Spotting your shot, most import factors.

They are ok. After using GRS stocks, I went back to factory. I would rather use a KRG Bravo than about anything if for some reason I wouldn’t use a ROKStok.
I recently acquired one of the T3X Sporters from Europtic after reading your praise of the Master Sporter. I realize the stocks are not identical, but close. Must say it is a very comfortable stock. Especially the grip/thumb treatment and the comb bevel and lateral, in addition to vertical adjustment.
In case anyone was wondering as I was - yes, the deeply recessed magazine well does allow use of Mamba mags.
 
I recently acquired one of the T3X Sporters from Europtic after reading your praise of the Master Sporter. I realize the stocks are not identical, but close. Must say it is a very comfortable stock. Especially the grip/thumb treatment and the comb bevel and lateral, in addition to vertical adjustment.
In case anyone was wondering as I was - yes, the deeply recessed magazine well does allow use of Mamba mags.

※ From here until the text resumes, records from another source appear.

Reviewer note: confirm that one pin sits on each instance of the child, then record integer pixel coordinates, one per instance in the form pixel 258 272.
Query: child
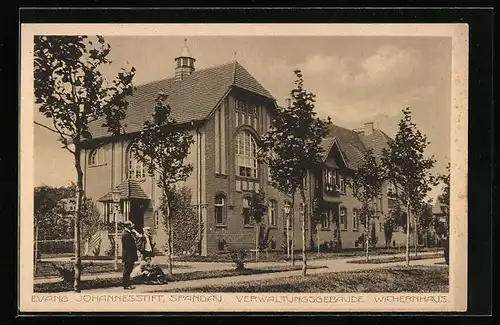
pixel 149 273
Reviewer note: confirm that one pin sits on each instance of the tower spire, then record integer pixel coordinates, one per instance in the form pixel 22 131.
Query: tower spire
pixel 184 63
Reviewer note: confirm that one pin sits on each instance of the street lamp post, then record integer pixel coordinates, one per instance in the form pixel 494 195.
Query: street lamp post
pixel 116 201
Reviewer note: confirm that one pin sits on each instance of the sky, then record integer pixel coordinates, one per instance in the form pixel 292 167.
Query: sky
pixel 356 79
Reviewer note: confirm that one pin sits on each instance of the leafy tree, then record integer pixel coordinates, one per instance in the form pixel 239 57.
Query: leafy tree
pixel 292 147
pixel 184 220
pixel 395 219
pixel 406 166
pixel 258 209
pixel 51 219
pixel 162 146
pixel 444 197
pixel 72 92
pixel 368 179
pixel 92 221
pixel 444 200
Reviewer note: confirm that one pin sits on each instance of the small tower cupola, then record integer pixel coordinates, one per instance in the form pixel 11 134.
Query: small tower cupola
pixel 184 63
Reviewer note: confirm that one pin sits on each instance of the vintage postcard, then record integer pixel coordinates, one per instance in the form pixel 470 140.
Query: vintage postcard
pixel 243 167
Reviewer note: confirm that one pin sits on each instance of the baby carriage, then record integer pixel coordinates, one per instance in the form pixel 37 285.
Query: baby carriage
pixel 149 273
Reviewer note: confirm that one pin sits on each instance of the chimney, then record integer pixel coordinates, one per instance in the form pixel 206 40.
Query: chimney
pixel 368 128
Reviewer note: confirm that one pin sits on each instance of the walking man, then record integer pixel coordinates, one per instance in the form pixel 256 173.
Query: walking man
pixel 129 254
pixel 146 245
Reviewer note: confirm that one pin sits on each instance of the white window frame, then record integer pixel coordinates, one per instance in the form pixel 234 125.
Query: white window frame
pixel 246 154
pixel 135 168
pixel 325 221
pixel 246 205
pixel 355 219
pixel 220 204
pixel 272 212
pixel 343 226
pixel 97 157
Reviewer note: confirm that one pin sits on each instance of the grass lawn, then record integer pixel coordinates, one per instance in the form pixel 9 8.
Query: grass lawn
pixel 279 256
pixel 116 282
pixel 393 259
pixel 394 279
pixel 47 269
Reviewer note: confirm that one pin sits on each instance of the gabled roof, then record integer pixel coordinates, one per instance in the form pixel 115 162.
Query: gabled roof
pixel 378 141
pixel 327 144
pixel 350 145
pixel 129 189
pixel 437 208
pixel 353 144
pixel 193 98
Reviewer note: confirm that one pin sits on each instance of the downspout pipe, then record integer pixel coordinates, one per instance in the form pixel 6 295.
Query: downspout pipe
pixel 198 183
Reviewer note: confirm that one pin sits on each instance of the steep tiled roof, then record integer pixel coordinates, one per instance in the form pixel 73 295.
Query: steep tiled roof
pixel 326 144
pixel 437 208
pixel 353 144
pixel 129 189
pixel 378 140
pixel 193 98
pixel 350 144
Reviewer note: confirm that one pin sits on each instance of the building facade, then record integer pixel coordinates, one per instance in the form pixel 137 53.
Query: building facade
pixel 226 109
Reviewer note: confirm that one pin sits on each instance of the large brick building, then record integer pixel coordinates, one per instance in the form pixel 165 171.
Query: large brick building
pixel 226 109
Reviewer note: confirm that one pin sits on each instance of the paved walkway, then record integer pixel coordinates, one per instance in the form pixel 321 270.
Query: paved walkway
pixel 332 266
pixel 185 267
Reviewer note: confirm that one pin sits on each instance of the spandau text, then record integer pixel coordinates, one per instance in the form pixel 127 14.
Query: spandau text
pixel 301 299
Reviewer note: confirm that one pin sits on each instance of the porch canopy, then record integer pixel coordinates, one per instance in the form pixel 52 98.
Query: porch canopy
pixel 129 190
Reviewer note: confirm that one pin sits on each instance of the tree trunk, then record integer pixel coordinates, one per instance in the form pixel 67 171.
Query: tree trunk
pixel 169 231
pixel 292 249
pixel 304 252
pixel 408 216
pixel 288 235
pixel 367 239
pixel 171 243
pixel 79 195
pixel 416 235
pixel 36 245
pixel 257 232
pixel 317 237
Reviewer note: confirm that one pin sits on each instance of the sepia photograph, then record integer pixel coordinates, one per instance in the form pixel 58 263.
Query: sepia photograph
pixel 243 168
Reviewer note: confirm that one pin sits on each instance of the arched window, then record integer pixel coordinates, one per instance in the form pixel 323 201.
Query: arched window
pixel 136 169
pixel 355 220
pixel 287 215
pixel 246 155
pixel 97 157
pixel 247 218
pixel 343 218
pixel 220 209
pixel 272 212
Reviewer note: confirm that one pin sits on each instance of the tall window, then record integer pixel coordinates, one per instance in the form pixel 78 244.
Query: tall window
pixel 325 221
pixel 355 220
pixel 287 217
pixel 343 218
pixel 246 113
pixel 136 169
pixel 331 180
pixel 220 211
pixel 247 218
pixel 342 183
pixel 97 157
pixel 272 213
pixel 391 190
pixel 246 155
pixel 303 214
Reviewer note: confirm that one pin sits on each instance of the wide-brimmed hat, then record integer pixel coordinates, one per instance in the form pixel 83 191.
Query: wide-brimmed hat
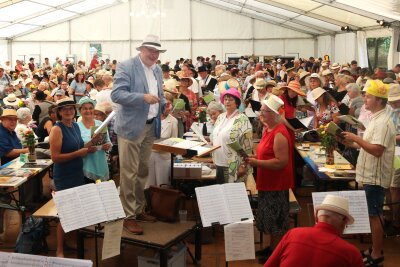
pixel 92 94
pixel 260 84
pixel 317 92
pixel 27 80
pixel 295 86
pixel 232 92
pixel 326 72
pixel 55 81
pixel 9 112
pixel 336 204
pixel 187 79
pixel 11 100
pixel 335 66
pixel 303 75
pixel 152 41
pixel 316 76
pixel 66 101
pixel 394 92
pixel 170 86
pixel 345 69
pixel 274 103
pixel 270 83
pixel 376 88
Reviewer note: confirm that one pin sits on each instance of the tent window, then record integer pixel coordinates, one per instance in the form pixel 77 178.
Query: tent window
pixel 378 50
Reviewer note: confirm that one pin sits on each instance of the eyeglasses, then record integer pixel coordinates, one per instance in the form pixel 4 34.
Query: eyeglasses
pixel 265 111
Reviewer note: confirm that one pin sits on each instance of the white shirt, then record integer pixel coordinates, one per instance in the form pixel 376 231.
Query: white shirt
pixel 221 137
pixel 153 88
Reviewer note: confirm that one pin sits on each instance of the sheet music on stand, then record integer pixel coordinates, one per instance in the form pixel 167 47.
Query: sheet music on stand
pixel 223 204
pixel 87 205
pixel 357 208
pixel 8 259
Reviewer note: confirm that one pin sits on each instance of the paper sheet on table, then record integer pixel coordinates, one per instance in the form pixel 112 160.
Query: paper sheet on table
pixel 112 239
pixel 196 129
pixel 239 241
pixel 357 208
pixel 105 122
pixel 223 204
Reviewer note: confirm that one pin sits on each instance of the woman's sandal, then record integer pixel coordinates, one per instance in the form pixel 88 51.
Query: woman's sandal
pixel 366 253
pixel 370 262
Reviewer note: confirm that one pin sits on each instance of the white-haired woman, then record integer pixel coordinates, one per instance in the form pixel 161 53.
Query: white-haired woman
pixel 24 123
pixel 214 108
pixel 274 163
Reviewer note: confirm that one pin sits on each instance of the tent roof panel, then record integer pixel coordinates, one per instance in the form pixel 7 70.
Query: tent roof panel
pixel 50 17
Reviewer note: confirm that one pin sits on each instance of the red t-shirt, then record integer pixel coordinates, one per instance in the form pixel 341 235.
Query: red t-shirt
pixel 94 63
pixel 274 180
pixel 320 245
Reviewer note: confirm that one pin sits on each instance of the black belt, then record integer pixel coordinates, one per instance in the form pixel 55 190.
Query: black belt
pixel 150 121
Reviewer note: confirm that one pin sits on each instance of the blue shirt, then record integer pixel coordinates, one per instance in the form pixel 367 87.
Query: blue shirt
pixel 8 141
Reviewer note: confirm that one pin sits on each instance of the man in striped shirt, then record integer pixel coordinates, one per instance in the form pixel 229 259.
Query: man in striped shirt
pixel 375 163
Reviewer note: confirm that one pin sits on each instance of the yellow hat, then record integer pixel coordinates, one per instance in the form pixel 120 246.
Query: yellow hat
pixel 377 88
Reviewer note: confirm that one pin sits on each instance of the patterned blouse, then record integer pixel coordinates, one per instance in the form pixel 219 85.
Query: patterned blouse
pixel 324 117
pixel 241 132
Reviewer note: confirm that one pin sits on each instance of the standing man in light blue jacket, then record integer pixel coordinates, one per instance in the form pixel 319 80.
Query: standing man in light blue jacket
pixel 138 92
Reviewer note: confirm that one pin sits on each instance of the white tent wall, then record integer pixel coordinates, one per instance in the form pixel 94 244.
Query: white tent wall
pixel 345 47
pixel 187 29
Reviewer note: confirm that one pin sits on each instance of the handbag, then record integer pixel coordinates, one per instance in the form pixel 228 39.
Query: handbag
pixel 164 203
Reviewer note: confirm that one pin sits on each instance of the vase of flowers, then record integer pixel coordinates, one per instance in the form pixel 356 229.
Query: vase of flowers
pixel 201 115
pixel 28 140
pixel 328 142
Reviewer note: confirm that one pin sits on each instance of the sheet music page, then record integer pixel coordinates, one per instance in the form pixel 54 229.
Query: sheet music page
pixel 4 258
pixel 112 239
pixel 111 201
pixel 64 262
pixel 359 210
pixel 23 260
pixel 92 205
pixel 237 201
pixel 239 241
pixel 70 210
pixel 212 205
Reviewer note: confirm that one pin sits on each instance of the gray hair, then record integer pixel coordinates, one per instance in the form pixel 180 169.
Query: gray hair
pixel 23 114
pixel 353 87
pixel 215 106
pixel 331 214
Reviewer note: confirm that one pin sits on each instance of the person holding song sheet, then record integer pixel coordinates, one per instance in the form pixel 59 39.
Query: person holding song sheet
pixel 320 245
pixel 138 93
pixel 375 163
pixel 274 163
pixel 67 149
pixel 160 162
pixel 230 127
pixel 326 109
pixel 95 165
pixel 184 84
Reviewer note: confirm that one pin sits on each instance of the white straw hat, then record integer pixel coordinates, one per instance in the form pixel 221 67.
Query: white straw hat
pixel 152 41
pixel 317 92
pixel 336 204
pixel 274 103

While not quite exactly the same, it is a dang good stock.
 
This is the video I mentioned that was sent to me. What these guys discuss about people with certain backgrounds and group-size obsession fit me perfectly. And it's exactly what was holding me back, until listening to how they flipped the speed/accuracy equation on its head. Pranka's background, coming out of the stockade and focusing on accuracy first - and then seeing him teach what's in this video - was a powerful endorsement of the idea, at least in giving it a shot. What he shares here in how he taught his 3 boys to shoot - and the substantially different performance outcomes - were also a key part of what convinced me to give this a shot.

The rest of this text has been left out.